A small serving of moringa’s tiny leaves has seven times the amount of vitamin C in an orange, four times the calcium of milk, and four times the beta-carotene of carrots. Pow! Talk about a nutritional punch. It also has all the “super” qualities of a typical superfood:
* It’s high in protein but low in fat.
* It’s gluten-free.
* It’s chock full of omega-3 fatty acids, antioxidants, folate and fiber.
* Many parts of the plant can be consumed, not just what might be considered the fruit or the vegetable.
* It grows fast and can tolerate dry heat and other harsh conditions, requiring little in the way of fertilizer or water, so it can be grown in places suffering from drought.
Moringa is actually a tree (Moringa oleifera) that’s native to northern India but now being grown as far away as Senegal and the Philippines.
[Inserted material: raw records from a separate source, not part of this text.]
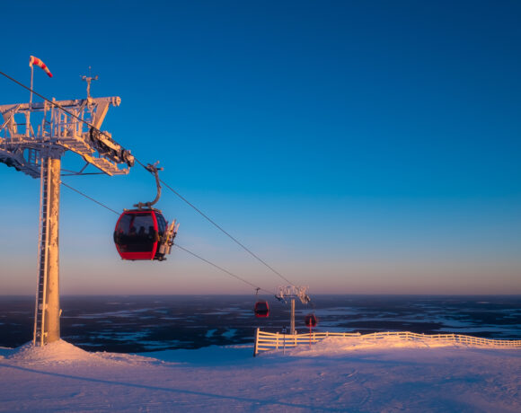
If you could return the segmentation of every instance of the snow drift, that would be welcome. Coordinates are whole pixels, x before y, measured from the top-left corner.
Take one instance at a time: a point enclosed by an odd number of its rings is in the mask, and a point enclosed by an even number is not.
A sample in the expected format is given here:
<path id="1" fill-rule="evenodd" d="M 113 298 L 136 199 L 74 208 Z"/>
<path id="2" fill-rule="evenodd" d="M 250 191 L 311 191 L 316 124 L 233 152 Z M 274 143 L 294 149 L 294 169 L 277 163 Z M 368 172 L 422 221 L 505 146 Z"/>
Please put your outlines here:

You can eat almost every part of it. The pods taste like string beans, but only sweeter. The leaves can be used in place of spinach. The seeds, when dried, crunch like peanuts. Dry and grate the roots and voila—a substitute for horseradish.
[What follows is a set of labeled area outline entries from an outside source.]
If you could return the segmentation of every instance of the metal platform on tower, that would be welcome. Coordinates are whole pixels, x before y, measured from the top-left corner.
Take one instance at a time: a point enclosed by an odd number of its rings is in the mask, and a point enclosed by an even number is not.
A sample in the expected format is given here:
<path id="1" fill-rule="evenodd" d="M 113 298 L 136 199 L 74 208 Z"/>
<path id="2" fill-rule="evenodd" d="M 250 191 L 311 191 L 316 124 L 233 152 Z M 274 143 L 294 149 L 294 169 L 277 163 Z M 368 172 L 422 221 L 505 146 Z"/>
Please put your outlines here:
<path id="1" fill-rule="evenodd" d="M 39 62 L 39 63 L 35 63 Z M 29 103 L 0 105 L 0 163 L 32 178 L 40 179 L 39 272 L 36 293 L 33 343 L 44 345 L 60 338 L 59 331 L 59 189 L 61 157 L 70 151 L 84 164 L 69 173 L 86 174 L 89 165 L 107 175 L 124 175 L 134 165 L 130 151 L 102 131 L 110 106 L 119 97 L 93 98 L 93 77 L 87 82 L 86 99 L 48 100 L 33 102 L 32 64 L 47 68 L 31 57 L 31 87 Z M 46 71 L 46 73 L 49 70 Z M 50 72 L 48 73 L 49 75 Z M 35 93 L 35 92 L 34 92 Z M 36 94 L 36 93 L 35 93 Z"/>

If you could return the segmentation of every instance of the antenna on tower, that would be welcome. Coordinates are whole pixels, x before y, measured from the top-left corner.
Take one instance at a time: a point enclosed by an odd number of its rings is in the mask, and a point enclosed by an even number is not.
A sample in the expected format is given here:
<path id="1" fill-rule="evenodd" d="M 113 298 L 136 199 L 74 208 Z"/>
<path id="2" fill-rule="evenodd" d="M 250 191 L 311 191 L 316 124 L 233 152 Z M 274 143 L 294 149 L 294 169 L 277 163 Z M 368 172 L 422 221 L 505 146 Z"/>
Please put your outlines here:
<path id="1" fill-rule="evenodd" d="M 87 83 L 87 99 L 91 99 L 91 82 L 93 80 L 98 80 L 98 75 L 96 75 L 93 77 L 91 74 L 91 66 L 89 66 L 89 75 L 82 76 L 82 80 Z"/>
It’s a boon to the planet, too.
* It’s one of the fastest growing plants in the world, reaching between 9 and 15 feet the first year after the seed is planted in the ground.
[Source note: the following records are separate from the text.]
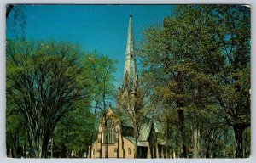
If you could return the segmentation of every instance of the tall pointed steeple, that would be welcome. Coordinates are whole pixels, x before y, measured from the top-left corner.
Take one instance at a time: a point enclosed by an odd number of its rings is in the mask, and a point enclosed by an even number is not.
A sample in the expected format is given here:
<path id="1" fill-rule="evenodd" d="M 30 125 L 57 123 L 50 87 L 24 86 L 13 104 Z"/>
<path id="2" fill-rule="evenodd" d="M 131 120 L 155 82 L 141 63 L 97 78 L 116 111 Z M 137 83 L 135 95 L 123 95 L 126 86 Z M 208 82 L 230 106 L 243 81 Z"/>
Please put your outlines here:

* Amazingly, the seeds can purify water. This research in Uganda showed that “moringa seeds powder can remove 80-90 percent of dirtiness in water,” an important discovery for a country where 40 percent of the population does not have access to clean water.
* Beyond the food it produces and its water purification properties, the moringa can be turned into wood, paper and liquid fuel. Oil extracted from its seeds won’t spoil or turn rancid, so it can be used in cooking, cosmetics, as a preservative and as a machinery lubricant.
* Plus, it is becoming a source of people’s livelihoods in Africa, where farmers, particularly women, are receiving microloans to plant, harvest and sell moringa trees.
Reportedly, moringa leaves have many medicinal benefits as well.
* Juice from the leaves is used to treat anxiety and may be able to help control glucose levels for people suffering from diabetes.
* It may be able to remedy diarrhea, dysentery and colitis.
* Some people who suffer from headache rub the leaves and buds on their temples to soothe the pain.
* The juice of the leaves is used as a skin antiseptic.
No wonder the moringa tree is often called “the miracle tree” or “the tree of life!”
If you want to give it a try, search for it online or at vitamin stores and natural foods markets. It’s available in tea bags, a powder you can add to a recipe, a capsule you can take like a vitamin, skin and hair oil and body butter. As with any product, read the label before you buy to make sure you’re getting real moringa and not a synthetic version.